- To gdzie mnie zabierzesz? - zadałam te pytanie po raz kolejny od czasu, kiedy wyjechaliśmy spod jego domu.
- Nie bądź taka niecierpliwa. - zaśmiał się włączając prawy kierunkowskaz.
- Bo wysiądę z tego samochodu. - zagroziłam.
- Życzę powodzenia. - odparł, naciskając coś na pulpicie.
- Ugh. - warknęłam zintrygowana. - Czemu nie chcesz mi powiedzieć?
- Powiedziałbym Ci, gdybyś ładnie poprosiła.
- Proszę. - powiedziałam bardziej w formie pytania.
- To nie było ładne. - pouczył mnie.
- Proszę. - poprawiłam swój ton i zalotnie zatrzepotałam rzęsami.
- Nie dasz za wygraną... Ale i tak Ci nie powiem.
- Gbur. - wymamrotałam pod nosem i skrzyżowałam dłonie na piersiach. - Czy to jest aż taka tajemnica, że nie możesz mi powiedzieć?
- Nie. - zaśmiał się. - Śmiesznie wyglądasz kiedy się złościsz.
- Za to Ty śmiesznie wyglądasz z syropem klonowym na twarzy. - odegrałam się.

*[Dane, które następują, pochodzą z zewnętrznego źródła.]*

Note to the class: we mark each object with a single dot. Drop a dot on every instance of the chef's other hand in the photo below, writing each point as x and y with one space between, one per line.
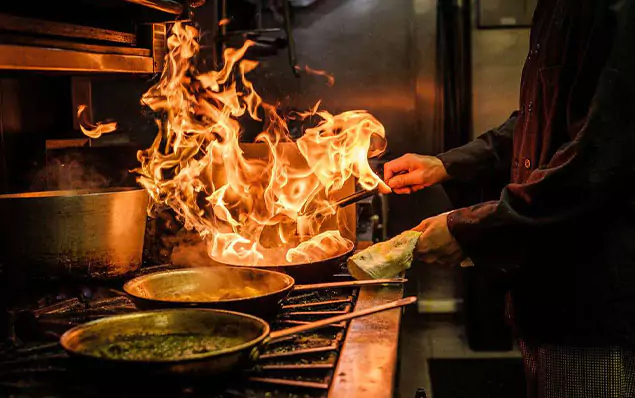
411 173
436 244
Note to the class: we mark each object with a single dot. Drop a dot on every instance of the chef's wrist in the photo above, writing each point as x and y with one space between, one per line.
443 164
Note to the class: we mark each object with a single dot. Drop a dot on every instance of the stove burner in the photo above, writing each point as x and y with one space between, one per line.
32 364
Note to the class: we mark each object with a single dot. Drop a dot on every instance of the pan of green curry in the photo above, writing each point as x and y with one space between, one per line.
185 341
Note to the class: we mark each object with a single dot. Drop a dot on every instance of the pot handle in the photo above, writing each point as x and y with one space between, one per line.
331 285
328 321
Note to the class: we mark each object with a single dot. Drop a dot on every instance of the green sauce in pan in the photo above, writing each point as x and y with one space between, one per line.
162 347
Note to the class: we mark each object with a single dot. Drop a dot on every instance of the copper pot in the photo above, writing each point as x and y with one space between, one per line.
93 233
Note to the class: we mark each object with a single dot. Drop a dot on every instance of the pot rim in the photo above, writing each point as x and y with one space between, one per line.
68 193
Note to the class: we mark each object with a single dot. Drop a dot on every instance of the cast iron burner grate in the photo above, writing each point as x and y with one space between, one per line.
32 364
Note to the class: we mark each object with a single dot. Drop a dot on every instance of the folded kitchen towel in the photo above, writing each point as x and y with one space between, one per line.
385 259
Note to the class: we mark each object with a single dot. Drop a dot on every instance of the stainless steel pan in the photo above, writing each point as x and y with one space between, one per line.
95 233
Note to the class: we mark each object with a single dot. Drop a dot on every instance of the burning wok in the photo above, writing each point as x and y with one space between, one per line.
235 339
307 272
249 290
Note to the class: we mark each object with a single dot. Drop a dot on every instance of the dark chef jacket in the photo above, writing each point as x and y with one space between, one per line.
564 227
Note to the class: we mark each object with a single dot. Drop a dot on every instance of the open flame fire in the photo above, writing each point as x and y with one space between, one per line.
246 208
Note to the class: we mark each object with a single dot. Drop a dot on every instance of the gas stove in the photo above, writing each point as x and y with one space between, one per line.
32 363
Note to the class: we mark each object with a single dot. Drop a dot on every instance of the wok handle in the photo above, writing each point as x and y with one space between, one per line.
330 285
329 321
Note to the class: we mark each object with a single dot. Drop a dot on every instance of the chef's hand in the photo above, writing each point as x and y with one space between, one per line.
436 244
411 173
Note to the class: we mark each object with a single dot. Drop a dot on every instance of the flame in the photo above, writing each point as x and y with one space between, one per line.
246 207
330 79
93 130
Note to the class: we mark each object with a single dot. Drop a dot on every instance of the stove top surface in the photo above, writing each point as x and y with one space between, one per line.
32 363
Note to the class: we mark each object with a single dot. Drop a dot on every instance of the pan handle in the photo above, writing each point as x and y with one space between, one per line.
328 321
330 285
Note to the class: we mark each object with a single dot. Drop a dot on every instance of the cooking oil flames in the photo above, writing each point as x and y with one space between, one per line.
246 207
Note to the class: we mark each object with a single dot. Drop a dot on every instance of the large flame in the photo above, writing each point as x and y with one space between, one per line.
246 208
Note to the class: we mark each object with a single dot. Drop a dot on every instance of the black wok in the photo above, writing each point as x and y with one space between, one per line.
322 270
185 287
249 335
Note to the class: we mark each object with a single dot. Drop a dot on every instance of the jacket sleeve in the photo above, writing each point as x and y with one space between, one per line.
488 154
584 180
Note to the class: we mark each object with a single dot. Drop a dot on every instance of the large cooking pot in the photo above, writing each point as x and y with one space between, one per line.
92 233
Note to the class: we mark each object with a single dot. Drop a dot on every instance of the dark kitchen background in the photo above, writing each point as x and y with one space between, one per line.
435 73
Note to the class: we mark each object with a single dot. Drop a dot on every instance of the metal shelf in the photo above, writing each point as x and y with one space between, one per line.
15 57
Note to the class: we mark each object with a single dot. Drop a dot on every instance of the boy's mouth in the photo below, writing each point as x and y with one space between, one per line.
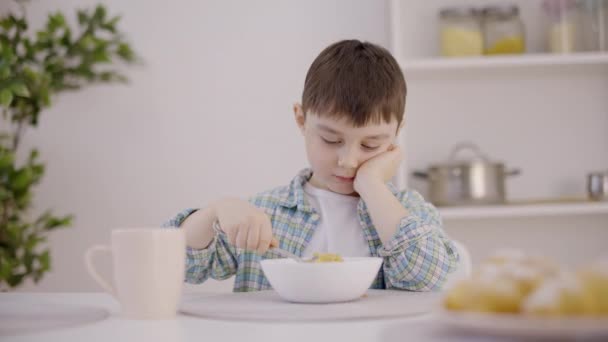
345 179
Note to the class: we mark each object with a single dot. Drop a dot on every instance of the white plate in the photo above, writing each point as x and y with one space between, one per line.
268 306
524 325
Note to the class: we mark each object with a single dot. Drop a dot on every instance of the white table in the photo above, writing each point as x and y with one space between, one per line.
186 328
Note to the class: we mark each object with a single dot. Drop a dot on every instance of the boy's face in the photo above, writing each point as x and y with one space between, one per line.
336 149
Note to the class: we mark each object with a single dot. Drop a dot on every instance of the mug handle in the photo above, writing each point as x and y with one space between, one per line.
88 259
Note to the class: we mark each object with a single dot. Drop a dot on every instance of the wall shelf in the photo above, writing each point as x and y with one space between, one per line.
524 210
504 62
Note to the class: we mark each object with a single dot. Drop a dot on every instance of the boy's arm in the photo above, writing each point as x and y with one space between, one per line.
208 252
417 254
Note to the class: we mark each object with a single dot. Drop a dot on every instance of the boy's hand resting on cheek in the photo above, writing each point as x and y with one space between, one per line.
245 225
378 169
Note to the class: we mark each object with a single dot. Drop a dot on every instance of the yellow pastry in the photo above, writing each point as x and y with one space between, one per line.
558 296
595 282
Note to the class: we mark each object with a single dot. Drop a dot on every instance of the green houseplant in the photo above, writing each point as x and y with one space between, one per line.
34 67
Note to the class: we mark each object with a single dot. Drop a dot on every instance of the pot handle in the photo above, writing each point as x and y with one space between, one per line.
467 145
420 174
513 172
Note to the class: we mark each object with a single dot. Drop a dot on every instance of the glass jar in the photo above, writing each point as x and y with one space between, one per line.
563 34
460 32
594 25
503 30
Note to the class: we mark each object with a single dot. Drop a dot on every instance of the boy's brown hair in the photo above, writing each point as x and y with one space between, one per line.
357 80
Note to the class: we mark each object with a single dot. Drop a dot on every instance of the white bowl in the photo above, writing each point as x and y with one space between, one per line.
329 282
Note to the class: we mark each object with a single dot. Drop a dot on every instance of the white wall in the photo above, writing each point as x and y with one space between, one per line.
208 115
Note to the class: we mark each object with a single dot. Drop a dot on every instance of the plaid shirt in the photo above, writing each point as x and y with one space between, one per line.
417 258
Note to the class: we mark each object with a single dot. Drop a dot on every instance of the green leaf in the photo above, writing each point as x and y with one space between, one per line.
124 51
45 260
100 13
20 89
6 97
83 17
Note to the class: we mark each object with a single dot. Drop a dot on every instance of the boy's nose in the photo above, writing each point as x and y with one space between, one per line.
348 159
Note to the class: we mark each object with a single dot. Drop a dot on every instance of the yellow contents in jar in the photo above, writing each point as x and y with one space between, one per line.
461 42
507 45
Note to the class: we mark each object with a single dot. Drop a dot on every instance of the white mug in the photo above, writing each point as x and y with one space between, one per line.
149 266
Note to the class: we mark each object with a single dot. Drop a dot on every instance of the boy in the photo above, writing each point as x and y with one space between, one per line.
351 113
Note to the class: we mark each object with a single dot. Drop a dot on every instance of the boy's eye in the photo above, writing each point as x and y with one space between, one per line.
331 142
370 148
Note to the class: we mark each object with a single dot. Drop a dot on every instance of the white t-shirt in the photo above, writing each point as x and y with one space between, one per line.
338 230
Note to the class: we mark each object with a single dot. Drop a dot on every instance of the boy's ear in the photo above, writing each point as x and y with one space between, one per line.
299 116
400 127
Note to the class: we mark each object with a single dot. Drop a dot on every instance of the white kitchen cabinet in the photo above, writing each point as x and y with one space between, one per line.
546 114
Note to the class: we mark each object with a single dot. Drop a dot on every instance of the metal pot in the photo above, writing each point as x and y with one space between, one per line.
597 185
466 182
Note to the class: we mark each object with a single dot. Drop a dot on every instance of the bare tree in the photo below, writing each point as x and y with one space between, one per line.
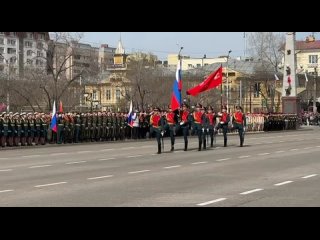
59 78
265 47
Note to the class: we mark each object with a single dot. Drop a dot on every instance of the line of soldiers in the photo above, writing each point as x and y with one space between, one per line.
23 128
202 122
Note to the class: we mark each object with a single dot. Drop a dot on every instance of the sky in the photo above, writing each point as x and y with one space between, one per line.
195 44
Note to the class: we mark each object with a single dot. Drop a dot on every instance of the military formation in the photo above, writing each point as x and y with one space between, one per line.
27 129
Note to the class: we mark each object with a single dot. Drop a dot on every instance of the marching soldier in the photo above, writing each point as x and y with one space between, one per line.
171 121
239 123
211 124
3 129
185 120
157 124
224 121
197 124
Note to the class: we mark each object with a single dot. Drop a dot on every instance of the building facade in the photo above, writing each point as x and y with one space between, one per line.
23 49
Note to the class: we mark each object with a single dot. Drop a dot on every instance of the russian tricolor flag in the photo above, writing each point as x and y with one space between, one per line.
177 87
130 116
54 118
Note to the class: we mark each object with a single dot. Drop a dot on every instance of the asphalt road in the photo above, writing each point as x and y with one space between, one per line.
273 169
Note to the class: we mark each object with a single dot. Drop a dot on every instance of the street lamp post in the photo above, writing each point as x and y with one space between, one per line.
315 91
227 71
8 81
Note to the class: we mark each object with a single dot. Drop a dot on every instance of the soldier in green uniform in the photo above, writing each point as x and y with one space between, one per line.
3 129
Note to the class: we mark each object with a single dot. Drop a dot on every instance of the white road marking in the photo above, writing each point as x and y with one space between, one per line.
263 154
106 159
69 163
142 171
100 177
134 156
50 184
8 190
30 156
309 176
40 166
283 183
57 154
84 151
210 202
107 150
251 191
223 159
172 167
126 148
199 163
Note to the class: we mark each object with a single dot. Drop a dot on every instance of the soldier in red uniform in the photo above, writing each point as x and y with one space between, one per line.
224 121
156 121
171 121
239 122
184 122
199 121
211 124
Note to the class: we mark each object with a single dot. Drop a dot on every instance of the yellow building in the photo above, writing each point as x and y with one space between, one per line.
110 93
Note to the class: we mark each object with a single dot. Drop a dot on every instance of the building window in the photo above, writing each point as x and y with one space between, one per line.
11 42
28 44
40 45
39 54
257 89
313 59
94 95
11 51
108 94
118 94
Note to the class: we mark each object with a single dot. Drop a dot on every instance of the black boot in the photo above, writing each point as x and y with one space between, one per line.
185 146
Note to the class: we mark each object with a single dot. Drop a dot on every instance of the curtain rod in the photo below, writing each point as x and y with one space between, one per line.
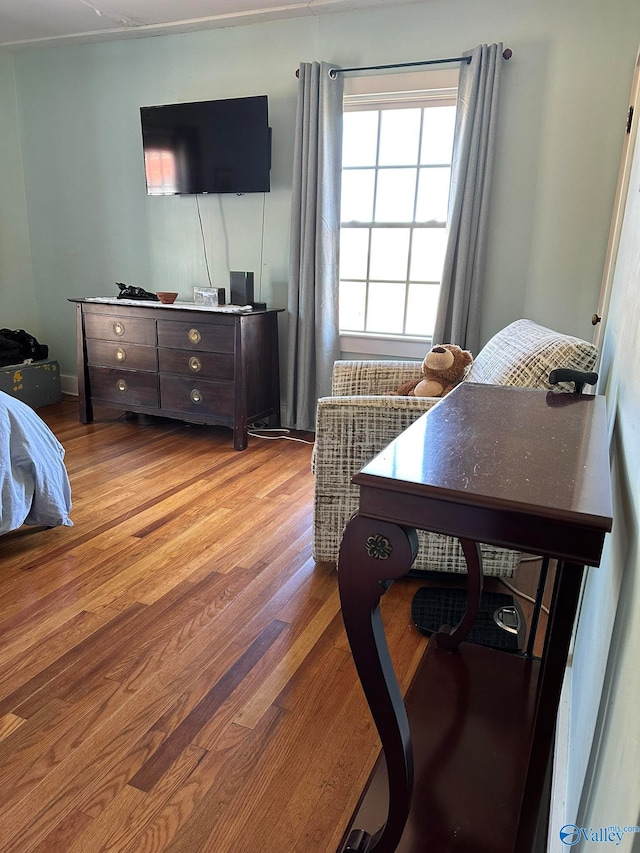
506 54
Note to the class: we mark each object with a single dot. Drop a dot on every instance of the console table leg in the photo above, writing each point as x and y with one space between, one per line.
387 552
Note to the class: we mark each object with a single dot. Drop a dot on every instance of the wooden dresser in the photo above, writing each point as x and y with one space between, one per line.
181 361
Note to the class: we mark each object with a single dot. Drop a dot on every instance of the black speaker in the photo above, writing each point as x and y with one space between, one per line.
241 288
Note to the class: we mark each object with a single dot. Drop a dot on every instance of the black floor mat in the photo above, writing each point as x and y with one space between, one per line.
433 607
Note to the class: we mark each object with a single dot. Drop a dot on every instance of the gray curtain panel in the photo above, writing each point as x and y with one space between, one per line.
313 342
458 315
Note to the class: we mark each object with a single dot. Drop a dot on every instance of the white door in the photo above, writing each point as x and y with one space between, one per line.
633 120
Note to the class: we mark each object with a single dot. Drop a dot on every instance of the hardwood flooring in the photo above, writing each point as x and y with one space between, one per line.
174 674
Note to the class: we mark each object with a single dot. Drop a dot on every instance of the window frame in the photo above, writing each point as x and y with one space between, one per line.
403 90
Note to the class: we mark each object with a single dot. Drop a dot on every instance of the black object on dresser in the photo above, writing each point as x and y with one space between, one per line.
193 363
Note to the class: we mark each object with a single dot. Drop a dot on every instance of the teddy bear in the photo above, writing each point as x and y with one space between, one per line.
443 367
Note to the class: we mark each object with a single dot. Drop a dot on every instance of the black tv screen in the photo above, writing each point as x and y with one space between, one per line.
219 146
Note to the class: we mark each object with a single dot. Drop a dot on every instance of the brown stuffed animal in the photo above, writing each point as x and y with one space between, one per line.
444 367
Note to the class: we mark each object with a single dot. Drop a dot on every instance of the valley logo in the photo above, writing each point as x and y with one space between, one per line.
571 834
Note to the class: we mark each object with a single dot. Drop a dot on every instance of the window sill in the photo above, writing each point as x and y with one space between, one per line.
384 345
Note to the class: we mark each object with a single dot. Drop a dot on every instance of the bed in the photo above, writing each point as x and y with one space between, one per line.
34 484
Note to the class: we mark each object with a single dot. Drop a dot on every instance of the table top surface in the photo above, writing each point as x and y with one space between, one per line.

- Bardzo śmieszne. - powiedział bez humoru.
- Mnie aż brzuch od tego boli. - posłałam mu złowieszczy uśmieszek.
- No dobrze, wysiadaj już. - ponaglił mnie zgadzając silnik samochodu. Opuściłam pojazd i rozejrzałam się po okolicy. Przede mną rozciągał się obraz pięknego, dużego domu. Podjazd wyściełany był kostką brukową, a resztę podwórza zajmowała zielona trawa oraz rośliny i mały plac zabaw, trampolina.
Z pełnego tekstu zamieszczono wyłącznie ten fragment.